I was struggling with how to penalize formality mismatches. I asked the assistant, 'How can I mathematically model that being slightly underdressed is okay, but being very underdressed is a disaster?' It suggested exploring non-linear penalties, which led me directly to the idea of the exponential 'Formality Cliff' function.

  • The Formality Cliff: A simple linear score for formality felt wrong. Wearing a "Very Casual" outfit to a "Smart Casual" event isn't just a small step off; it's a fashion faux pas. The solution was an exponential penalty. An outfit one step outside the required formality range has its score divided by 10. Two steps out, and it's divided by 100. This creates a steep "cliff" that heavily punishes bad combinations, just as my gut would.

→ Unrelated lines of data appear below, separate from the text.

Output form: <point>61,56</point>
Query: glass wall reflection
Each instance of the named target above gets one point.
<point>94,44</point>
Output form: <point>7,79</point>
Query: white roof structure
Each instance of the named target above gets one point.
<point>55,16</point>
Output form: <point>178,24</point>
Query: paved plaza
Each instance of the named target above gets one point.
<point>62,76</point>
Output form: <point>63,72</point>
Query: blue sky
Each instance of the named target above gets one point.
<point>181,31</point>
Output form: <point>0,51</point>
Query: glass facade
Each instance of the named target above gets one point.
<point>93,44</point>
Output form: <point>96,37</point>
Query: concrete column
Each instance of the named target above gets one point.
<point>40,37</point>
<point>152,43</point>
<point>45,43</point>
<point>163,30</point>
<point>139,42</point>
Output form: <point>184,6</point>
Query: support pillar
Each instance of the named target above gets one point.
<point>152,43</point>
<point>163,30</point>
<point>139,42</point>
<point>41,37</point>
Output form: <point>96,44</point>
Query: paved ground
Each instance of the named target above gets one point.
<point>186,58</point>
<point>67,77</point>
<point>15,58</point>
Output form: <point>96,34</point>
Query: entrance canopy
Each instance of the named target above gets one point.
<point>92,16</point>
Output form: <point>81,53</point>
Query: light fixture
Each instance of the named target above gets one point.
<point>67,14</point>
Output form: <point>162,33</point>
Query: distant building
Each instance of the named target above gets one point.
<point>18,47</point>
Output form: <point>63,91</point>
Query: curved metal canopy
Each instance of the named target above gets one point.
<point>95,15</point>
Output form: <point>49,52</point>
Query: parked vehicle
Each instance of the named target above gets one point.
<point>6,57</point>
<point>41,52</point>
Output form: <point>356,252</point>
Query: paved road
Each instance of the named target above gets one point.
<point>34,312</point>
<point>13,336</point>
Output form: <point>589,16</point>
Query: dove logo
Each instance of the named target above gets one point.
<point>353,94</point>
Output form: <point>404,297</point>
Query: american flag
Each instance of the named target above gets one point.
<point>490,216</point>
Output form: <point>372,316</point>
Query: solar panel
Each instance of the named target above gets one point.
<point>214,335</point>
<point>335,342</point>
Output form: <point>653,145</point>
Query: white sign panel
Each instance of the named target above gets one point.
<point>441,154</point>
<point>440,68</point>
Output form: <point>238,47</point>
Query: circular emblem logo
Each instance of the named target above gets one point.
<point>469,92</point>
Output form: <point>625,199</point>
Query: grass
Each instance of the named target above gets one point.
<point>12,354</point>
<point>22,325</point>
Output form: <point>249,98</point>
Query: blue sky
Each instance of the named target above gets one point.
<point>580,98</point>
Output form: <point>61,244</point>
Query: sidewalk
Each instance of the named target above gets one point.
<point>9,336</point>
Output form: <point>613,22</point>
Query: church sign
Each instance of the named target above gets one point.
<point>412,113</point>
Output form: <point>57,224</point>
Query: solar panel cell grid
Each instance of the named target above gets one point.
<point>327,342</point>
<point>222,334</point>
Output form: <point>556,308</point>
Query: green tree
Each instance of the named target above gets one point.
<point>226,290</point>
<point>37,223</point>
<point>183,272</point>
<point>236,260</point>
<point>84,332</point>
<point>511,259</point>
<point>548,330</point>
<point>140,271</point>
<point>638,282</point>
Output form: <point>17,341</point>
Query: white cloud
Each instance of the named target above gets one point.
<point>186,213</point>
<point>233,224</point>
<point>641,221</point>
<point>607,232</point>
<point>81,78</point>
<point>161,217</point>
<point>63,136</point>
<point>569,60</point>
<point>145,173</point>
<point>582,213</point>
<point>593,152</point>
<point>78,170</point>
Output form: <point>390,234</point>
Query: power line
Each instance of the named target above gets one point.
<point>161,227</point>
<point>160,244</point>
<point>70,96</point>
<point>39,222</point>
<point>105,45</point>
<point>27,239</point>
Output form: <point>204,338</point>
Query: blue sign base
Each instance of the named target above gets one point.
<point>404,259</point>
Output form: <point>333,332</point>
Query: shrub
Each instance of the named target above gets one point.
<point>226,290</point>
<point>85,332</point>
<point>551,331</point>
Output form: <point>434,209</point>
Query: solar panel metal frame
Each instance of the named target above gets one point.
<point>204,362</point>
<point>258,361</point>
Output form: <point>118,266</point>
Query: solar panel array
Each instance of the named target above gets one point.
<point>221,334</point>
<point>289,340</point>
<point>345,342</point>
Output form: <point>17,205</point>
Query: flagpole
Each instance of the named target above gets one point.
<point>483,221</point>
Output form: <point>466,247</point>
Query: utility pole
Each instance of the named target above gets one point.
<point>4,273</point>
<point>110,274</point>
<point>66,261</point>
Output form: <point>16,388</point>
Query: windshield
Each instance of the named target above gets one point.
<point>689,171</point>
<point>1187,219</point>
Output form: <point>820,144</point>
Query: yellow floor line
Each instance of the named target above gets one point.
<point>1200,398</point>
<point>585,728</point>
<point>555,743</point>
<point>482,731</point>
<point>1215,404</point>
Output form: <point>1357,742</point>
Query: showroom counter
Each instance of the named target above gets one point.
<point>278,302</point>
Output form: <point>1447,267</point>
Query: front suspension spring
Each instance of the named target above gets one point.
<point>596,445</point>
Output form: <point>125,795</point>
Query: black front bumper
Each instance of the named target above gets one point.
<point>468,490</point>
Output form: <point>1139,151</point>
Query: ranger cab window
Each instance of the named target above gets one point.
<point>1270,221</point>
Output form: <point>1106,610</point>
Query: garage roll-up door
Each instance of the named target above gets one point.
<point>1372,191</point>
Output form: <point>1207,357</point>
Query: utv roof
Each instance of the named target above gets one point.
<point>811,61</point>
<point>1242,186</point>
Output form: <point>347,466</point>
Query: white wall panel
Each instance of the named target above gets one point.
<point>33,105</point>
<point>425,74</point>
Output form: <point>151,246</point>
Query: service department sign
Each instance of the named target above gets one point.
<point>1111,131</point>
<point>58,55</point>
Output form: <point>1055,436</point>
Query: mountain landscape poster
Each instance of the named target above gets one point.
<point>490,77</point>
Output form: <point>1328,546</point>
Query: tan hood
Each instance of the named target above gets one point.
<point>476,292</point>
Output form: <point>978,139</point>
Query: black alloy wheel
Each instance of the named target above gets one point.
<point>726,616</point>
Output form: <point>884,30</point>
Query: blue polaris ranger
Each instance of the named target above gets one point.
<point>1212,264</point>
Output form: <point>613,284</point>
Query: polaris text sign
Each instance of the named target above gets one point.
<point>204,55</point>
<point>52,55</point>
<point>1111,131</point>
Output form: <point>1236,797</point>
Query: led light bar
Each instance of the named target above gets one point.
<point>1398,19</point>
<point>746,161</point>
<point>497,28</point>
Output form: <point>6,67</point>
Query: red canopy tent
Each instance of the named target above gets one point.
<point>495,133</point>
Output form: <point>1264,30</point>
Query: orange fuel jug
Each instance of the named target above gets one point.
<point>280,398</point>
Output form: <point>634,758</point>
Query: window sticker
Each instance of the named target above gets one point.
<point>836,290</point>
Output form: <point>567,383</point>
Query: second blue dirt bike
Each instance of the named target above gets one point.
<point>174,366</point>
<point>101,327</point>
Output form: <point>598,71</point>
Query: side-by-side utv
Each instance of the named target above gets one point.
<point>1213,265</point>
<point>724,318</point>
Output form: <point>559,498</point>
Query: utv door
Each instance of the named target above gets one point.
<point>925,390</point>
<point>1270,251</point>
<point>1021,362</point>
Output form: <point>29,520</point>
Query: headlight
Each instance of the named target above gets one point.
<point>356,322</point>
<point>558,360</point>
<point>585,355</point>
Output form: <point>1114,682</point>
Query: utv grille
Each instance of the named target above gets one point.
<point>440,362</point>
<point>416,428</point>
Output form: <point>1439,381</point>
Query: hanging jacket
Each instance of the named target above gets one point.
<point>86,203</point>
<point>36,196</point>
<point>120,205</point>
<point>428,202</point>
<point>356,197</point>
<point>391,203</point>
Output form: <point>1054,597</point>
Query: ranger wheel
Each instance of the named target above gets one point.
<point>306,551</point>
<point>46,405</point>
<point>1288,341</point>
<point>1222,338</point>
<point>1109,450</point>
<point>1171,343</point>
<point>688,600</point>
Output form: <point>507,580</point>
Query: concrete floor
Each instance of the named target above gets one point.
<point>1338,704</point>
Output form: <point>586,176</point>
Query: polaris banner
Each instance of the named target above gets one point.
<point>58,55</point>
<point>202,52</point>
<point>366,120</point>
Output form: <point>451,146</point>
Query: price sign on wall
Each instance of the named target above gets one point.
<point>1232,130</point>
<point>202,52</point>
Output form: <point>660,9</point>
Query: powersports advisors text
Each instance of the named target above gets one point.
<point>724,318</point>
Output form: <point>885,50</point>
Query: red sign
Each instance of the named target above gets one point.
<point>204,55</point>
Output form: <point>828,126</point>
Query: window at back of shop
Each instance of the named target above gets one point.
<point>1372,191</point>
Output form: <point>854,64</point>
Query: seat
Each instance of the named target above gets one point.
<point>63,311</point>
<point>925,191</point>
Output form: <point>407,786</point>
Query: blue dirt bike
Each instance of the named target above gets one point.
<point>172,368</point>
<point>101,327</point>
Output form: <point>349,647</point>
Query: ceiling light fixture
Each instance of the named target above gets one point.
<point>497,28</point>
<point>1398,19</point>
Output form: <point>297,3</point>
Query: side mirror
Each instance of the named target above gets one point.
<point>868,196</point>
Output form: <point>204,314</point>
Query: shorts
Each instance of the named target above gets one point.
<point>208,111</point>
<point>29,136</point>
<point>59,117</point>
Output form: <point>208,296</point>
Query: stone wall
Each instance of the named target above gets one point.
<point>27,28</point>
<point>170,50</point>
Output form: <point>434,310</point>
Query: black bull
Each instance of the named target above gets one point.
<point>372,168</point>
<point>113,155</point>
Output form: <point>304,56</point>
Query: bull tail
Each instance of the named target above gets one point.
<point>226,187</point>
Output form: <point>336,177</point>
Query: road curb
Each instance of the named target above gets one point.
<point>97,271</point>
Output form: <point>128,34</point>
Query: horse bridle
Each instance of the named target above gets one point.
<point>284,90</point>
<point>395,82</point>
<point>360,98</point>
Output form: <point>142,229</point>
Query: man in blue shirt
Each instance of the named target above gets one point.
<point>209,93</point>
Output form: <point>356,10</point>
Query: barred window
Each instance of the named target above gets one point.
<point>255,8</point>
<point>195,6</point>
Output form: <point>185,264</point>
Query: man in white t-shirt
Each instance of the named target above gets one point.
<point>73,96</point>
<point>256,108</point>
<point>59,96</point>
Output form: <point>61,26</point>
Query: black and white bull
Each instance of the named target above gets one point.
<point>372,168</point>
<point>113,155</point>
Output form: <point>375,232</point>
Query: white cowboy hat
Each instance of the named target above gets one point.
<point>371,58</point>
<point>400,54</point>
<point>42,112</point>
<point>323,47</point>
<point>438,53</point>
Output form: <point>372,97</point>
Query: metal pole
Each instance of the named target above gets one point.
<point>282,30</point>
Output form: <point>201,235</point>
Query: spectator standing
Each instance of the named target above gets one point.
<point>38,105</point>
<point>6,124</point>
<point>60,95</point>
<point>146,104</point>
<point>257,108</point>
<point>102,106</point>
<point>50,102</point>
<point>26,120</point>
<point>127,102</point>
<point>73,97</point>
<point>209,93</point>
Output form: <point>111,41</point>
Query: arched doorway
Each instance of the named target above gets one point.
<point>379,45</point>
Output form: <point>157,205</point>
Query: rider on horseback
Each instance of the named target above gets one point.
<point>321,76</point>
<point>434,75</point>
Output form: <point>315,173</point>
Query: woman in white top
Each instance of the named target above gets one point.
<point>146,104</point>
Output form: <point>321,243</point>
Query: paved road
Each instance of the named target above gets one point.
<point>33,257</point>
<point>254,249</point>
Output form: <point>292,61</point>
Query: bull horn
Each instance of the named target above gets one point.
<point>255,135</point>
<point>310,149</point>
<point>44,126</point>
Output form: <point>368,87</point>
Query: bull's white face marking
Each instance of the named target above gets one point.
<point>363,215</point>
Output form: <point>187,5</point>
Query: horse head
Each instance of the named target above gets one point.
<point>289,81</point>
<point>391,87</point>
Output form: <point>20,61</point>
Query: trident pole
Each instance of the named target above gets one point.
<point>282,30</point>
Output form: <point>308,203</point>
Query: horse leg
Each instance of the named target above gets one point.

Part 4: The Birthday Party Problem: Engineering Variety

An early version of the recommender had a glaring flaw: it was boring. For any given occasion, it would almost always suggest my single highest-rated "staple" outfit. This is logical, but it's not how people dress.

I imagined a common scenario: I'm going to a friend's birthday party. I want to wear something fun and that I feel great in, but I certainly don't want to wear the exact same thing I wore to the last three parties, even if it is my favorite. The system needed to understand the human desire for variety.

The solution was the "Recency Penalty Heuristic". When looking for a saved outfit, the engine first identifies a pool of all valid candidates that meet the day's requirements. Then, it ranks them by when they were last worn and applies a penalty. The most recently worn outfit has its score cut in half. The second-most recent gets a smaller penalty, and so on. This simple rule allows the system to intelligently rotate through my best options, ensuring that a great, but forgotten, outfit gets its chance to shine.

Part 5: The Spark of Creation: A Ghost in the Machine

The final and most ambitious step was to teach the system to create something entirely new. The second recommendation panel is now powered by a generation engine that assembles a novel outfit from individual items, piece by piece.

This was a deep dive into rule-based creation, forcing me to define the very essence of cohesion:

  • Color Harmony: I already document the primary and accent colors of every piece of clothing I own in Hex format. But... I needed to pin down which color group it actually belongs to. The engine now uses the CIELAB Delta E (dE2000) color science formula to calculate the perceptual distance between colors, allowing it to "fuzzily" identify if a color is a shade of off-white, charcoal, or beige. This lets it enforce a classic style rule: a coherent outfit should have one main color, supported by any number of these identified neutrals.

  • Probabilistic Layering: The system now understands how to layer for the weather. On a day with a large temperature swing, it knows a removable Outerwear piece is a better choice than a Knitwear piece and will probabilistically favor it. On a consistently cool day, it leans towards a cozy sweater. It also understands that a knitwear piece demands an undergarment, automatically adding one to the final outfit.

  • The Gauntlet: To ensure quality, the engine runs a tournament. It generates twenty random-but-plausible outfits, scores each one against all the cohesion and requirement rules, and presents only the single highest-scoring winner. The "re-roll" button lets me instantly run this tournament again, a constant source of fresh inspiration.

Screenshot of the Recommended Outfits

A Catalyst for Creativity

After four weeks of fairly intense development, my wardrobe app is no longer just a catalog. It has become a true sparring partner for style. The goal was never to replace the satisfaction of putting together a great outfit, but to augment it. The app is now a system that respects the history of my collection and can surface forgotten favorites or suggest surprising starting points I might not have considered on my own.

It's the perfect fusion of my two passions: a deep appreciation for the art of dressing well, and the engineering drive to build a system that understands and elevates that. For the first time, my mountain of data isn't just sitting there. It's talking back. And it occasionally has some pretty good ideas.